Imperia, Italy to Nice, France, N43° 69.54’ E07° 28.51’, 34nm, 7 hours

to Cannes, N43° 55.14’ E07° 01.28’, 17nm, 3 hours

to Toulon, N43° 12.25’ E05° 92.95’, 65nm, 11 hours 30

to Le Brusc, N43° 04.9’ E05° 48.13’, 15nm, 1 hour 30

Stefan’s deep hidden French ancestry had given rise to a desire to see a Riviera coast more often the cruising ground of huge motor boats rather than smaller sailing yachts like Pintail.

So with the engine fixed and the weather a little brighter, we went to the pasticceria for one last cornetto breakfast and left Italy behind in search of France and the Cote d’Azur.

On our way we passed Italy’s last Riviera town of San Remo and the boats kept getting bigger and bigger. Getting around here also included by helicopter and plenty buzzed over our heads.

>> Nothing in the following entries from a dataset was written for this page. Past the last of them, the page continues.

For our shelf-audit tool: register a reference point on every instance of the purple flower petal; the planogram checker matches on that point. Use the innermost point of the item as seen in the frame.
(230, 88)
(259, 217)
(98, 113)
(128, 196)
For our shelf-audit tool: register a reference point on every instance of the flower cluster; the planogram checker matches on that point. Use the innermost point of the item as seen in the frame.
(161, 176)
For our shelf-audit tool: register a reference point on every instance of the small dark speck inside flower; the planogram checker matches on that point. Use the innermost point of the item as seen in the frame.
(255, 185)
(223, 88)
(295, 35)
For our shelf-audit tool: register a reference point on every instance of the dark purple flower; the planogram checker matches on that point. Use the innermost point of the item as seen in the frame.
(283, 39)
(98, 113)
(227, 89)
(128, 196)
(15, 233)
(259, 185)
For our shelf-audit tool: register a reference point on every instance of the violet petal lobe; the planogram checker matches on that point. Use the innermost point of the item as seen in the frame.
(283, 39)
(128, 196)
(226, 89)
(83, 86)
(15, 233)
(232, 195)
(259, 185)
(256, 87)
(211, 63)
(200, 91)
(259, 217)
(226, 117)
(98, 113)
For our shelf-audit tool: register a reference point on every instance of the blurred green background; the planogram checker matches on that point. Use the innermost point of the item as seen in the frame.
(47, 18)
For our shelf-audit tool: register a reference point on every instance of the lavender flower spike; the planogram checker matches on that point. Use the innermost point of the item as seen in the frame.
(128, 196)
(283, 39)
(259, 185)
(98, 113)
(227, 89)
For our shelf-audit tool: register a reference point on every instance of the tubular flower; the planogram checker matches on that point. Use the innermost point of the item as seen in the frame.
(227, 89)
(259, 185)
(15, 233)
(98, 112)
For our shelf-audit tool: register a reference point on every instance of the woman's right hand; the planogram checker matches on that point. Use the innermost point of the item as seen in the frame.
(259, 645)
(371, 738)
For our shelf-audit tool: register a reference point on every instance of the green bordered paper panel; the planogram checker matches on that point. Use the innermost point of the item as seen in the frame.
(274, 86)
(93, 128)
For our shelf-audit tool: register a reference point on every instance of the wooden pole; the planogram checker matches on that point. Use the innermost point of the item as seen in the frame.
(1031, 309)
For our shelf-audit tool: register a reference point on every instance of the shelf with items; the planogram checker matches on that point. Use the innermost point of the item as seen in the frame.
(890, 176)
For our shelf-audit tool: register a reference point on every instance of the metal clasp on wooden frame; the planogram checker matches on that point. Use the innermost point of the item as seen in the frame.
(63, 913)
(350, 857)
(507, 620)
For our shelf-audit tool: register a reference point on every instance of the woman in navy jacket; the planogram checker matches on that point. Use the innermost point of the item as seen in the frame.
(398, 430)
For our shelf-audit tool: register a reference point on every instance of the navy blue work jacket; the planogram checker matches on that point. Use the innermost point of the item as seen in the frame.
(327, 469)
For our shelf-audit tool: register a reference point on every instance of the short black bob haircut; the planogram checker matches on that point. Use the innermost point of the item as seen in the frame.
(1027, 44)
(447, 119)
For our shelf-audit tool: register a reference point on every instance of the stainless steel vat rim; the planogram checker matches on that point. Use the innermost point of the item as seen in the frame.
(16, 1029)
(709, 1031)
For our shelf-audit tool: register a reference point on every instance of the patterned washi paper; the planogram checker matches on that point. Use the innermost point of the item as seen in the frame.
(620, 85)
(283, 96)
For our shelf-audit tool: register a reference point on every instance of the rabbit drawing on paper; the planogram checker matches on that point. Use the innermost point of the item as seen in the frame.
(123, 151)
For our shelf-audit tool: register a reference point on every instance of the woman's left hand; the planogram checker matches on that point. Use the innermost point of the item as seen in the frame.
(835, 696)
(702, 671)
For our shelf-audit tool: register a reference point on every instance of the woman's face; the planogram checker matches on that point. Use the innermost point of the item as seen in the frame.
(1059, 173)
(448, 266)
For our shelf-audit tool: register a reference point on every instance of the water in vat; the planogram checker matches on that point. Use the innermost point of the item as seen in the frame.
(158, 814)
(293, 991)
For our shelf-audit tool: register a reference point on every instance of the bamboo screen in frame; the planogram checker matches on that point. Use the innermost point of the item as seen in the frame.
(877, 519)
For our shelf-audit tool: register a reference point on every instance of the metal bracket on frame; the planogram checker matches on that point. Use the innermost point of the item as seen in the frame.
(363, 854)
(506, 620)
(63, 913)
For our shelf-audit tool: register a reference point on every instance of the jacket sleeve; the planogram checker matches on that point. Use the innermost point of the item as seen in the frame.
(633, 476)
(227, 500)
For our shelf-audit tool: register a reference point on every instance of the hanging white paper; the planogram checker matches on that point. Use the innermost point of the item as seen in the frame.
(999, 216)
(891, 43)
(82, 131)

On arriving in Nice’s small, old harbour we spoke to the harbourmaster on the radio. He only had a berth for a 20 metre boat at a 2 metre high quay. We said we would take it and he told us to head to the end of the harbour passed a motor yacht called Quantum Blue. “You can’t miss it,” he said, “it’s 104 metres!” Immediately we knew this wasn’t the kind of harbour Pintail was used to. We moored up alongside a relatively small motor yacht but which still made us feel very small indeed. We might have felt more at home in the fishing harbour across the way!


Stefan might have French ancestry but this did not stop him from immediately eschewing the local cuisine in favour of a chicken vindaloo at Le Bombay Palace.

In the first day of uninterrupted sunshine we’d had in a long time we explored Nice and we can report that Nice is nice, very, very nice. We walked down the Promenade des Anglais (it had our name on it after all!) with its art deco vibes.

In the middle of town we found squares full of sculpture, ancient, modern and water and then we found Place Garibaldi. Yes, Garibaldi! Italian nationalist, hero of it’s unification and latterly resident of Caprera in the Maddalena Islands of Sardinia. What was he doing having his own square in France? Turns out he was born in Nice when European borders weren’t quite the same as they are today.

Some of the best views we had were from the castle hill high above the harbour, looking back either down along the Promenade des Anglais or to the old harbour where it was hard to spot little Pintail.


A short hop down the coast we found ourselves in the equally glamorous Cannes and again picked our way through the big boats to a berth in the big marina.

If Nice was nice, Cannes self proclaimed itself splendid and with the temperature warming up was perfect for wandering along the famous Promenade de la Croisette.

The old town was the perfect jumble of tiny streets and old buildings best viewed from the old fortress above


which was once home to the mysterious and much written about man in the iron mask.

In Cannes we had our first introduction to the markets of Provence. Purple asparagus, radishes and courgettes were in season and there were wonderful olives and cheese to be had.

But you can’t go anywhere in Cannes without noticing its association with film. Seemingly ever building celebrates it and we arrived just as the town was gearing up for the film festival for which it is most famous.

Before the stars of the silver screen arrived we had to make do with their handprints and the other tourists posing on the red carpet outside the Palais des Festivals.

We did our best to join in the fun!

However, the only shows we watched were nature’s. We sat out thunderstorms whilst on the pontoon in Cannes and enjoyed the rainbows that followed them.

Whilst the weather kept us in Cannes we took the train inland to the hill town of Grasse. The umbrellas hanging over the streets provided some shelter from the rain whilst we explored this lovely French town. Stefan had a haircut which he declared the best in the Med to date and, courtesy of the town’s big North African population, we had lunch in a Tunisian cafe complete with my favourite brik.

But Grasse is famous for perfume and at the International Perfume Museum we learnt about the origins of perfumery and were introduced to the latest in swallowable perfume.

The streets were full of small perfumeries and memorials to its most famous inspirations

and the scents of lavender and orange blossom.

Our journey home was a bit of adventure. Our train broke down just outside Grasse and when they couldn’t fix it we were all instructed to get off and walk along the track to the next station. It was reassuring that it’s not just Pintail’s engine that sometimes goes on the blink!